Парасковья сама жаловалась ему, что замуж ее выдали за нелюбимого, вон за этого красно-рыжего дурня. А этот «дурень», его дед, молча сидел на лавке и слушал.

— Век свой с ним и промучилась. Долюшку свою горькую давно уж прокляла и слезы все выплакала. И матери-то своей все никак не могу простить. Позарилась на сенокосы. А семья у нас великая, да все девки одни. Уж как я не хотела за него выходить, да ведь не ослушаешься родителей.

«Разве бывает такое? — подумал Володька. — Как это можно не по любви?»

— Это ты про дедушку говоришь? — спросил он.

— Про него, — кротко отозвалась Парасковья, ласково взглянув на Володьку.

— Но ведь он хороший.

— Век проживешь, так станешь хорошим, — вздохнула Парасковья.

— Ты его не ругай, — сказал Володька.

— Кого же мне ругать? — Парасковья усмехнулась и снисходительно взглянула на старика, который то ли ничего не понял из разговора, то ли все это ему давно надоело.
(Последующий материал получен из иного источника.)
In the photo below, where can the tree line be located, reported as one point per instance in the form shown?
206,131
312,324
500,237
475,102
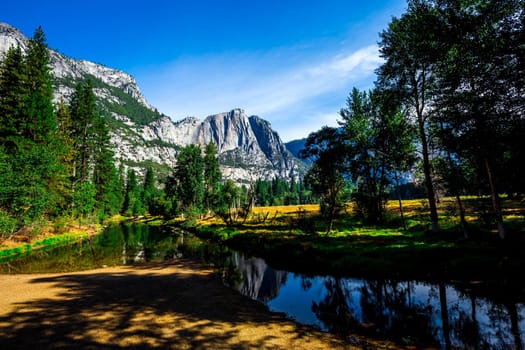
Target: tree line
56,160
447,106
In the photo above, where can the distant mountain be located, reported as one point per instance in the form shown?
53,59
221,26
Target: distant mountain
295,147
248,147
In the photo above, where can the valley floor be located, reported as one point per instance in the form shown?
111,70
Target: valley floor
175,305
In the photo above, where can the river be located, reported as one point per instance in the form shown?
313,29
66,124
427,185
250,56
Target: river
446,315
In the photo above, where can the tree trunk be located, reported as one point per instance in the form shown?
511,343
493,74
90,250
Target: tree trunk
458,198
428,177
495,201
401,212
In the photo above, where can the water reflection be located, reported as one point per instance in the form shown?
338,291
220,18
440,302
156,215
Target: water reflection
118,245
408,311
412,312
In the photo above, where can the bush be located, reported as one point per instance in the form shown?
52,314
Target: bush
8,224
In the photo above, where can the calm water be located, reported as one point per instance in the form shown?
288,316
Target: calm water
414,312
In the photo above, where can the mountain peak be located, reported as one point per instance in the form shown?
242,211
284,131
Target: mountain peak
248,148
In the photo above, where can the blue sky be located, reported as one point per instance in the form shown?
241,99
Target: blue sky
291,62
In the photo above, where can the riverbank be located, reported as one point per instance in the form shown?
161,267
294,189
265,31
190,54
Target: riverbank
178,304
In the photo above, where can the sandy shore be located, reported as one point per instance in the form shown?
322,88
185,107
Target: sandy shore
177,305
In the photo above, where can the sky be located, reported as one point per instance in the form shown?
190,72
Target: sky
290,62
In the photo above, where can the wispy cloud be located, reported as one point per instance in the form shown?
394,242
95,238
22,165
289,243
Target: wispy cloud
297,94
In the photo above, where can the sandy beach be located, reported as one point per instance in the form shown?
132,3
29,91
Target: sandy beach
176,305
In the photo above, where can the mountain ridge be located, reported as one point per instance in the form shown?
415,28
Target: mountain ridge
248,148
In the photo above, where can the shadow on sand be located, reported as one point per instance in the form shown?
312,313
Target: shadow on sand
142,308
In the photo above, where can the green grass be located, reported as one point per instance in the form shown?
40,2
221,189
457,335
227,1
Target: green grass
43,244
298,242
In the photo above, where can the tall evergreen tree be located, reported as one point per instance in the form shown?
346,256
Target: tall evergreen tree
212,176
83,111
326,177
41,119
13,96
481,92
410,47
189,176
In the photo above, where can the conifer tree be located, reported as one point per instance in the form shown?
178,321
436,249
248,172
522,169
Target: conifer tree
212,176
13,95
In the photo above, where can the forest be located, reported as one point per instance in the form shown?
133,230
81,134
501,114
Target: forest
407,230
446,113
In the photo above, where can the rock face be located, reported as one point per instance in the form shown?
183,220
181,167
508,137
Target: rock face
248,147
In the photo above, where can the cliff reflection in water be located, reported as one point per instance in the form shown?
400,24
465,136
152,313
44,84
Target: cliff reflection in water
408,311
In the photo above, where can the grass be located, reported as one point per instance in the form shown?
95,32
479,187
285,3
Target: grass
294,238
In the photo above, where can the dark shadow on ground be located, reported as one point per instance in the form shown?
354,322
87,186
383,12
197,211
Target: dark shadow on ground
133,310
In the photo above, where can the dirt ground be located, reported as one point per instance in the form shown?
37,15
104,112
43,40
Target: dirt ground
176,305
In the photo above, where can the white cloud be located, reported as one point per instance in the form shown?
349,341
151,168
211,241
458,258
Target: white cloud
282,86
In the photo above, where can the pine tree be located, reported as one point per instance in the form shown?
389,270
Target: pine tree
13,95
212,176
189,175
41,120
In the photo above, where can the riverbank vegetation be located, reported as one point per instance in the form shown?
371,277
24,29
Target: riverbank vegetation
446,115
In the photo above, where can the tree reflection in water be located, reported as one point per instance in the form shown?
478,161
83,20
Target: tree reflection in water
410,312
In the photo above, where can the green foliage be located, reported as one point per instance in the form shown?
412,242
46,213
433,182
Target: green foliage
212,177
326,177
8,224
133,204
84,199
188,178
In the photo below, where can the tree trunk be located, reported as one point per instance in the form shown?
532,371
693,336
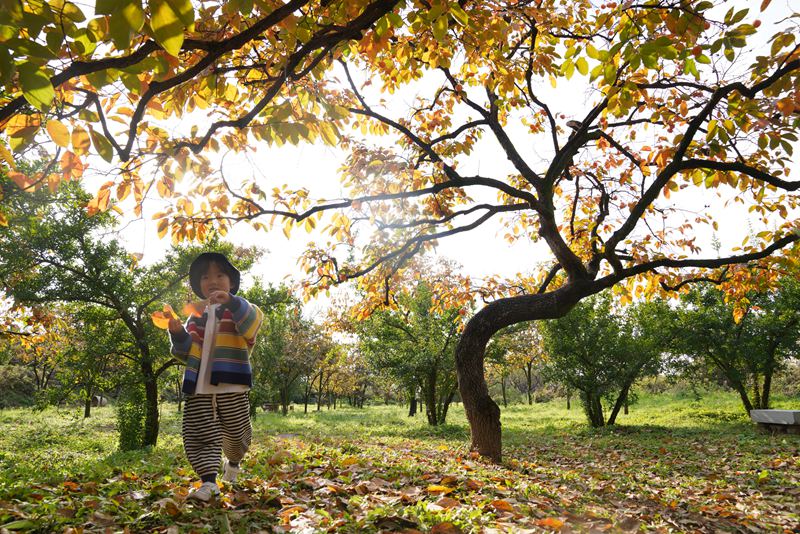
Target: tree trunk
756,391
412,404
430,398
446,405
483,413
622,400
150,438
740,389
529,376
319,391
765,391
284,394
594,409
179,393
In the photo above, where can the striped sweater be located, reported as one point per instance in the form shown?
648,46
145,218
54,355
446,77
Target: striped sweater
237,326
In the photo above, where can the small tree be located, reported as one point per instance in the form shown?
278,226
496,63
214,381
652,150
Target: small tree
414,343
749,351
601,352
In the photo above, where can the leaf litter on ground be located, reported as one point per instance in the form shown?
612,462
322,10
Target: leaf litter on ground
617,480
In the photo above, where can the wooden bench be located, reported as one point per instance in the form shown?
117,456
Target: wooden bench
777,420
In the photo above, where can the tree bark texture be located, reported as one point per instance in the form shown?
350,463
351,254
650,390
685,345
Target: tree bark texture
483,413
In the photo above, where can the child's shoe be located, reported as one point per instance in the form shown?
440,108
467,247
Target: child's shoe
230,472
206,492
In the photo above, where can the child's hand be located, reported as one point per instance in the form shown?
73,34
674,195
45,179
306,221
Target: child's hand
175,326
219,297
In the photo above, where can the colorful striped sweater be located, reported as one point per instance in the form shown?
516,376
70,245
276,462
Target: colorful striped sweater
237,326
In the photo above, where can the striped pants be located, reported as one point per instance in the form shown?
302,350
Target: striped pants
213,424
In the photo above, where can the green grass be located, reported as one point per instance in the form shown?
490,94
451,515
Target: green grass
675,463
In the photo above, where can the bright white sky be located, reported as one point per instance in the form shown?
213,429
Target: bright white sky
481,252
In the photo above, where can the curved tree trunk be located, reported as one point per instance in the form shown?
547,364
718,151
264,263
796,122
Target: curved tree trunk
483,413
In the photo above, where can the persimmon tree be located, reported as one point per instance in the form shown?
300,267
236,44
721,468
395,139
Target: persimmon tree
749,352
676,106
108,81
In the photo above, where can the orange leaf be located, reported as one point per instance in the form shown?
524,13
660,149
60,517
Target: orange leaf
445,528
193,308
80,140
161,318
447,502
551,522
502,505
22,180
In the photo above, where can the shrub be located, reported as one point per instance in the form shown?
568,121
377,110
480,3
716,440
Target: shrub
130,417
17,387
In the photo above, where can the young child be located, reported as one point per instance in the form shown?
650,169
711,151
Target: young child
215,348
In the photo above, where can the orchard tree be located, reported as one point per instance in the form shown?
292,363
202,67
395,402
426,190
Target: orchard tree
520,347
109,80
748,352
601,351
676,106
52,252
414,343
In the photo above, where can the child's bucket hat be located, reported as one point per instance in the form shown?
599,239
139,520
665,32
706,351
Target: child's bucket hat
200,266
Он был старше ее лет на десять и не понимал из-за своей старости ни ругани, ни суеты людской. Ему только хотелось лежать на теплой печке да ничего не делать. Давно уж от работы устали его руки и ноги, но помирать ему не хотелось.

Парасковья часто укоряла его, что он день-деньской пролеживает на печке и ничего не делает по хозяйству. Но лежать ему хотелось не от лени, а от бессилья. Володьке он объяснял, что кровь у него стала плохо греть и он весь замерз.

Однако ж Володька уговорил его идти в лес искать осину и делать лодку.

Старик надел сапоги с кряхтеньем да оханьем, телогрейку, шапку, все удивляясь, как это он дал себя уговорить. Ему и в голову не приходило, что он любил внука и ради него был готов на все.

Взяли сторожки, хлеба, соли, картошки, спичек. День хоть велик, да, может, придется и заночевать.

Пошли с утра. Вышли из деревни, пересекли поле с озимыми и скрылись в лесу. Тут пахло сыростью, ветхой прошлогодней листвой, гнилью.

Дед шел неловко, часто ступал в лужи, проваливался в снег, чертыхался. А Володьке было весело, он легко перескакивал через лужицы и ручейки.